X: Roughness is felt with the naked eye and non-uniformity is visually recognized.

(2) Image density In a normal temperature and low humidity (temperature 20 ° C., humidity 20% RH) environment, continuously output 10,000 sheets of 5 cm square solid images adjusted so that the toner adhesion amount is constant. With respect to the solid image obtained on the 10,000th sheet, the image density was measured using a transmission densitometer “TD904” (manufactured by Macbeth), and this image density was evaluated. A case where the image density is 1.20 or more is regarded as a pass level. The results are shown in Table 2.

  In Table 1, the copolymerization ratio of the SV monomer is {(mass of specific Schiff base-containing vinyl monomer (SV monomer)) / (formation of specific vinyl polymer). The total amount of monomers used in the toner)} × 100, and the content of the SV structural unit in the toner is {(mass of specific Schiff base-containing vinyl monomer) / (condensation). It is calculated by the following equation: mass of resin to be deposited + mass of release agent (behenyl behenate) + mass of colorant)} × 100.

As is apparent from Tables 1 and 2, the toner of the present invention contains a binder resin having a specific Schiff base-containing vinyl-based structural unit, but it was confirmed that the toner can be used for image formation as a toner.

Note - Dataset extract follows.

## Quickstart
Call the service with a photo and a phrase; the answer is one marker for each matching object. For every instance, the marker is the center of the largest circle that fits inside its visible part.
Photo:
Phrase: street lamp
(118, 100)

In addition, it was confirmed that the toner of the present invention can obtain high image stability.

Claims (7)

An electrostatic image developing toner comprising toner particles containing a resin,
The toner for developing an electrostatic charge image, wherein the resin contains a vinyl polymer having a structural unit represented by the following general formula (1).

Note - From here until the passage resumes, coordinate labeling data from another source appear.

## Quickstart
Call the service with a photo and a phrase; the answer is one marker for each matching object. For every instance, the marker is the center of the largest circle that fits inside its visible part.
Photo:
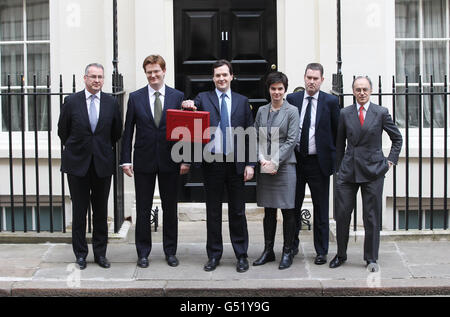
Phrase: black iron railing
(18, 203)
(407, 103)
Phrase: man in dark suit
(89, 125)
(146, 112)
(227, 110)
(361, 164)
(315, 153)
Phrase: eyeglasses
(94, 77)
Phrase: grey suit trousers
(345, 199)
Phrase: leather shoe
(211, 264)
(143, 262)
(266, 256)
(242, 265)
(372, 266)
(172, 260)
(320, 259)
(103, 262)
(81, 263)
(337, 261)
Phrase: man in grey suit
(361, 164)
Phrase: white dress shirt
(152, 97)
(96, 101)
(312, 128)
(216, 142)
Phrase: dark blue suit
(315, 170)
(218, 175)
(88, 160)
(152, 157)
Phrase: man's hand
(248, 173)
(128, 169)
(188, 105)
(184, 169)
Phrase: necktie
(158, 108)
(361, 115)
(224, 124)
(304, 138)
(93, 119)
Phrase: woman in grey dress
(277, 127)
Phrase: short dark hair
(315, 66)
(360, 77)
(276, 77)
(222, 62)
(154, 59)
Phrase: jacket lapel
(368, 120)
(83, 103)
(319, 108)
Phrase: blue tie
(224, 124)
(93, 114)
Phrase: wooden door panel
(200, 40)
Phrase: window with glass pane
(421, 30)
(24, 61)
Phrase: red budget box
(190, 126)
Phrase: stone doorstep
(253, 288)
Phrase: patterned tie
(158, 109)
(361, 115)
(224, 124)
(304, 138)
(93, 119)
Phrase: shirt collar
(151, 91)
(219, 93)
(315, 96)
(88, 94)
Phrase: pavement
(414, 267)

[Wherein, R ¹ is a hydrogen atom or a methyl group, and R ² is —C (═O) O— (CH ₂ ) _n — (where n is an integer of 1 to 4) or a methylene group. R ³ is a furanyl group, a hydroxymethylfuranyl group, an optionally substituted benzyl group or an optionally substituted aryl group. ] R ³ in the structural unit represented by the general formula (1) is a hydroxy group, a methoxy group, an ethoxy group, an isopropyl group, and —OC (═O) R ⁴ (wherein R ⁴ has 1 to 4 carbon atoms) 2. The toner for developing an electrostatic charge image according to claim 1, wherein the toner is a phenyl group or a benzyl group substituted by any one of an alkyl group.   Copolymer in which the vinyl polymer has a structural unit represented by the general formula (1), a structural unit derived from a (meth) acrylic acid ester monomer, and a structural unit derived from a styrene monomer. The electrostatic image developing toner according to claim 1, wherein the toner is a combined toner.   4. The electrostatic charge image developing according to claim 1, wherein the content of the structural unit represented by the general formula (1) in the resin is 35 to 70% by mass. 5. toner.   5. The electrostatic charge image development according to claim 1, wherein the content of the structural unit represented by the general formula (1) in the toner particles is 30 to 55% by mass. Toner. A method for producing the electrostatic image developing toner according to any one of claims 1 to 5,
A vinyl polymer having a structural unit represented by the general formula (1) according to claim 1 is obtained by using at least a polymerizable monomer represented by the following general formula (2) in an aqueous medium. A method for producing a toner for developing an electrostatic image, comprising a step of generating the toner.

[Wherein, R ¹ is a hydrogen atom or a methyl group, and R ² is —C (═O) O— (CH ₂ ) _n — (where n is an integer of 1 to 4) or a methylene group. R ³ is a furanyl group, a hydroxymethylfuranyl group, an optionally substituted benzyl group or an optionally substituted aryl group. ] 7. The method for producing a toner for developing an electrostatic image according to claim 6, wherein toner particles are formed by agglomerating resin fine particles made of the vinyl polymer in an aqueous medium.